2. What This Replaces

The existing notebook examples/notebooks/04_data_lake_medallion.ipynb uses MemoryBackend with synthetic sensor data. It's a good tutorial but:

  • No network I/O (everything in-process)
  • No caching (nothing to cache)
  • No observability (nothing crosses a boundary worth tracing)
  • No Dagster orchestration (imperative notebook cells)
  • No cross-backend transfer (single MemoryBackend)

A previously considered SFTP approach would have required Docker Compose, SSH keys, and a simulated drop-zone — infrastructure that obscures the library features it's supposed to showcase.


3. Data Sources

All data comes from Swiss open-government portals via HTTP. No credentials required.

3.1 MeteoSwiss Automatic Weather Stations (SMN)

Base URL: https://data.geo.admin.ch/ch.meteoschweiz.ogd-smn/

MeteoSwiss publishes station measurements as CSV via the FSDI (Federal Spatial Data Infrastructure). URL pattern:

https://data.geo.admin.ch/ch.meteoschweiz.ogd-smn/{station}/ogd-smn_{station}_{granularity}.csv
Parameter Values Example
{station} 3-letter code, lowercase ber (Bern-Zollikofen), klo (Zurich-Kloten), lug (Lugano)
{granularity} t (10-min), h (hourly), d (daily), m (monthly), y (yearly) d for daily

Example URLs: - ber/ogd-smn_ber_d.csv — Bern daily measurements - klo/ogd-smn_klo_d.csv — Zurich-Kloten daily - lug/ogd-smn_lug_d.csv — Lugano daily

Metadata files (at collection root): - ogd-smn_meta_stations.csv — station inventory (coordinates, elevation, name) - ogd-smn_meta_parameters.csv — parameter codes (what each column means)

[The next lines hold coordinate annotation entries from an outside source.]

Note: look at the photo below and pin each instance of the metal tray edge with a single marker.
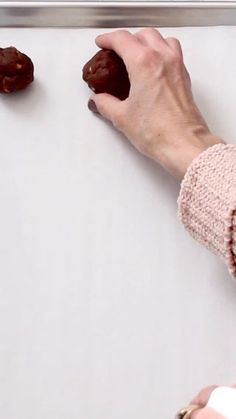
(116, 14)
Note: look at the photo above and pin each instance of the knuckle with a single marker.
(175, 59)
(148, 31)
(121, 32)
(147, 57)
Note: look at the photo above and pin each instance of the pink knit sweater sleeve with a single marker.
(207, 201)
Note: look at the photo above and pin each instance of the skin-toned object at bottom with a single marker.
(223, 401)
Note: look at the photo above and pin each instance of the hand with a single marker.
(202, 400)
(159, 117)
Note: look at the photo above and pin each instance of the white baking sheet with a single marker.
(108, 309)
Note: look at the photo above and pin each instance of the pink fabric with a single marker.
(207, 201)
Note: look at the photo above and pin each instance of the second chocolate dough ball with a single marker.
(106, 73)
(16, 70)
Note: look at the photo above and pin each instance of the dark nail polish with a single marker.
(92, 106)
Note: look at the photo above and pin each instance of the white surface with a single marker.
(223, 401)
(108, 309)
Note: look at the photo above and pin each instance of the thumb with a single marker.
(106, 105)
(206, 413)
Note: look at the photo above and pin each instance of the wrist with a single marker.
(179, 155)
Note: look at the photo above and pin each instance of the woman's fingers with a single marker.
(126, 45)
(152, 38)
(175, 46)
(206, 413)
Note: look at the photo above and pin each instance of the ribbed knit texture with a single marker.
(207, 201)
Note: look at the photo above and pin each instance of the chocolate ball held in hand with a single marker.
(106, 73)
(16, 70)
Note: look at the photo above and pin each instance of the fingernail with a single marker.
(92, 106)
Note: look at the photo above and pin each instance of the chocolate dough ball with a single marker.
(106, 73)
(16, 70)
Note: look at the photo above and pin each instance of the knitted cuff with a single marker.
(207, 201)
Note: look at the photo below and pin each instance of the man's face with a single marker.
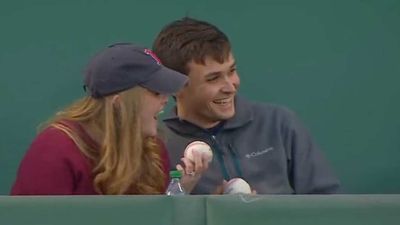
(209, 96)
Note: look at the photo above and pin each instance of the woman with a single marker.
(105, 143)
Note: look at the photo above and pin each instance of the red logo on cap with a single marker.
(151, 53)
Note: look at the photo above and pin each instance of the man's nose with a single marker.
(164, 99)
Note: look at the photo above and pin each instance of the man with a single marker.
(263, 144)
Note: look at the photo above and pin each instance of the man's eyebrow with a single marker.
(212, 74)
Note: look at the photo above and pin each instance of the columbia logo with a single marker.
(255, 154)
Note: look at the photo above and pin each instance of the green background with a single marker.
(336, 63)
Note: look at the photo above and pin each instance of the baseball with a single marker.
(198, 146)
(237, 186)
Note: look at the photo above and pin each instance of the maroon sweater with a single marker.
(54, 165)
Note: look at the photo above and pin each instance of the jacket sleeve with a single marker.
(309, 171)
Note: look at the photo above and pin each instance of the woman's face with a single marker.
(152, 104)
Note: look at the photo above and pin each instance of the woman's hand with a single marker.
(192, 170)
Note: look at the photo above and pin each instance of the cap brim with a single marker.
(165, 81)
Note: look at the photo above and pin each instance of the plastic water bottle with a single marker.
(175, 187)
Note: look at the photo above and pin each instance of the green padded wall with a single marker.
(335, 62)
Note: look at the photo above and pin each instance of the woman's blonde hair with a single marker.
(125, 162)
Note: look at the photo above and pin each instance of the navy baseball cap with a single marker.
(123, 66)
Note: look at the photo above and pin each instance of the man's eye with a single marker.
(212, 78)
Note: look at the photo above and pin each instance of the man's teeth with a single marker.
(224, 101)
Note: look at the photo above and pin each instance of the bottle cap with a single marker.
(175, 174)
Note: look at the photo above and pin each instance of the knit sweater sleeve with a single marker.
(47, 168)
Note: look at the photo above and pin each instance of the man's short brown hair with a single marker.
(186, 40)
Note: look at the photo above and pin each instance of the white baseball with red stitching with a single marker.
(237, 186)
(200, 147)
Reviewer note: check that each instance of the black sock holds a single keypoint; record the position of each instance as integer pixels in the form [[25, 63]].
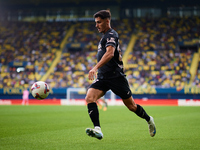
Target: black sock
[[141, 113], [93, 113]]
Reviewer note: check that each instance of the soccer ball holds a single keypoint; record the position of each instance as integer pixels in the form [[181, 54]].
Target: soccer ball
[[40, 90]]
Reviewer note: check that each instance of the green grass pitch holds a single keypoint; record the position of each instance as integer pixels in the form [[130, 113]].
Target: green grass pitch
[[63, 128]]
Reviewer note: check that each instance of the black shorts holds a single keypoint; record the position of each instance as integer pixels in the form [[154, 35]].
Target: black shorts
[[118, 85]]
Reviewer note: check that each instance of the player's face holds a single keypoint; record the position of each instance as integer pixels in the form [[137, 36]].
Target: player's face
[[102, 24]]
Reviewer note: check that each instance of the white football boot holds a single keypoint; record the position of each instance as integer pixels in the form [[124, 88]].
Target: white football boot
[[152, 127], [96, 132]]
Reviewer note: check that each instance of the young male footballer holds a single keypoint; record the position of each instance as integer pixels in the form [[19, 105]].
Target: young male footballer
[[110, 76]]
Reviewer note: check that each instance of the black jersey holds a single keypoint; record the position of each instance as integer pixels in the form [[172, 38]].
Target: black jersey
[[113, 68]]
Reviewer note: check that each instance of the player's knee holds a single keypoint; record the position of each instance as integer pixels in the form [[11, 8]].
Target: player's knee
[[90, 99]]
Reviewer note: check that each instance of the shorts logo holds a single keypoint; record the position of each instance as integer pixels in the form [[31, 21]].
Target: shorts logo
[[96, 80]]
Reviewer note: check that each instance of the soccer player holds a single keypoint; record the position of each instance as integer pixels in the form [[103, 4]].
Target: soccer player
[[104, 104], [25, 97], [110, 76]]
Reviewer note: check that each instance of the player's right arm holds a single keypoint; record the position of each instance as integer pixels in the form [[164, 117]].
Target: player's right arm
[[109, 54]]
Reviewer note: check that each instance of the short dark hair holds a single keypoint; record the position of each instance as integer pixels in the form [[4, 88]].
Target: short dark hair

Format: Semicolon-delimited CSV (;), decimal separator ., timestamps in UTC. Content-Length and Last-Modified headers present. Assets cached for 2 hours server-side (10-second cache for 10-min granularity).

3.2 Why MeteoSwiss

  • Real data, real quirks — missing values, station gaps, varying column sets across granularities. Cleaning is non-trivial.
  • Static file pattern — simple GET requests, no API keys, no pagination. Perfect fit for ReadOnlyHttpBackend.
  • Multiple granularities — daily vs. monthly vs. yearly naturally maps to medallion layers (ingest daily, aggregate to monthly in Silver, derive analytics in Gold).
  • Known dataset — MeteoSwiss is referenced in Swiss data engineering tutorials; familiar to the target audience.

3.3 Future: Additional Sources (Optional)

These are not required for the initial showcase but could enrich it later:

Source URL pattern Data Use in showcase
LINDAS SPARQL POST https://ld.admin.ch/query with Accept: text/csv Zürich population, municipality stats Gold-layer enrichment (join weather + population)
opendata.swiss Various CSV download URLs Swiss statistical datasets Additional dimension tables

LINDAS requires a POST request with a SPARQL query body, which doesn't fit ReadOnlyHttpBackend's GET-only model. If needed, a small helper function fetches the CSV and writes it to a local Store; the showcase then reads from that Store. This is an honest pattern — not everything is a backend.


4. Architecture

4.1 Store Topology

graph TD
    HTTP["ReadOnlyHttpBackend (ID-082)<br/>data.geo.admin.ch/ch.meteoschweiz.ogd-smn/"]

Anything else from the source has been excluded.